South Korea's military said Monday it had fired warning shots at a North Korean ship that crossed the countries' de facto maritime border, prompting the North to fire a warning in return.
Pyongyang has conducted a blitz of weapons tests, including what it claimed were tactical nuclear drills, in recent weeks, with Seoul and Washington ramping up joint military exercises in response.
With talks long-stalled, North-South relations are at one of their testiest points in years, with Pyongyang's Kim Jong Un last month declaring his country an "irreversible" nuclear power, effectively ending negotiations over his banned weapons programs.
Never officially delineated by the 1953 armistice agreement that brought Korean War hostilities to a close, the maritime border remains a flashpoint and has been the location of several previous clashes between the two sides.
A North Korean merchant vessel crossed what is known as the Northern Limit Line at 3:42 am (1842 GMT) but retreated north after Seoul's navy fired warning shots, South Korea's Joint Chiefs of Staff said.
"The North's continuing provocations and reckless claims undermine peace and stability on the Korean peninsula and international community," JCS said in a statement, urging Pyongyang to "stop immediately".
According to AFP, Pyongyang's Korean People's Army said a South Korean military vessel had "invaded" the de facto border by 2.5 to 5 kilometers (1.5 to 3 miles) a few minutes later and that the KPA fired 10 warning rounds from the country's west coast.
KPA "coastal defense units on the western front... took an initial countermeasure to powerfully expel the enemy warship by firing 10 shells of multiple rocket launchers toward the territorial waters, where naval enemy movement was detected, at 5:15," a KPA General Staff spokesman said in a statement carried by state media.

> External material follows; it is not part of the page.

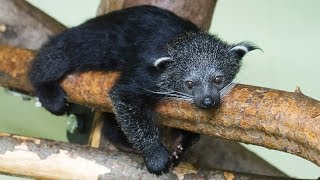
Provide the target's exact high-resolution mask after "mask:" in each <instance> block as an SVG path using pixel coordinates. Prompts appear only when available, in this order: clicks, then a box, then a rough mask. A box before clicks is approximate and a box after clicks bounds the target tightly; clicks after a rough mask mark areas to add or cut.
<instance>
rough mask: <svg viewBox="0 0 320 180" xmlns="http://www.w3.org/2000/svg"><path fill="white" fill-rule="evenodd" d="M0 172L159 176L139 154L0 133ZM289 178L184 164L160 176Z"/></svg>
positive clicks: (254, 177)
mask: <svg viewBox="0 0 320 180" xmlns="http://www.w3.org/2000/svg"><path fill="white" fill-rule="evenodd" d="M0 172H4V173H9V174H15V175H23V176H28V177H34V178H40V179H148V180H149V179H159V178H157V177H156V176H155V175H152V174H150V173H148V171H147V169H146V167H145V166H144V163H143V160H142V158H141V157H140V156H139V155H136V154H128V153H123V152H119V151H106V150H104V151H102V150H100V149H95V148H90V147H85V146H80V145H76V144H70V143H63V142H54V141H49V140H40V139H35V138H27V137H22V136H15V135H9V134H3V133H0ZM177 177H178V179H183V178H186V179H203V178H206V179H217V180H220V179H221V180H224V179H235V178H236V179H239V180H241V179H259V180H260V179H287V178H279V177H277V178H272V177H267V176H258V175H249V174H241V173H235V172H227V171H220V170H215V171H204V170H199V169H196V168H195V167H193V166H192V165H191V164H189V163H181V164H180V165H179V166H178V167H176V168H174V169H173V170H172V172H171V173H168V174H166V175H162V176H161V178H160V179H177Z"/></svg>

"The KPA General Staff once again sends a grave warning to the enemies who made (a) naval intrusion in the wake of such provocations as the recent artillery firing and loudspeaker broadcasting," he said.
North Korea has fired multiple artillery barrages this month into a maritime "buffer-zone" that was set up in 2018 as a way to reduce tensions between the two countries during a period of ill-fated diplomacy.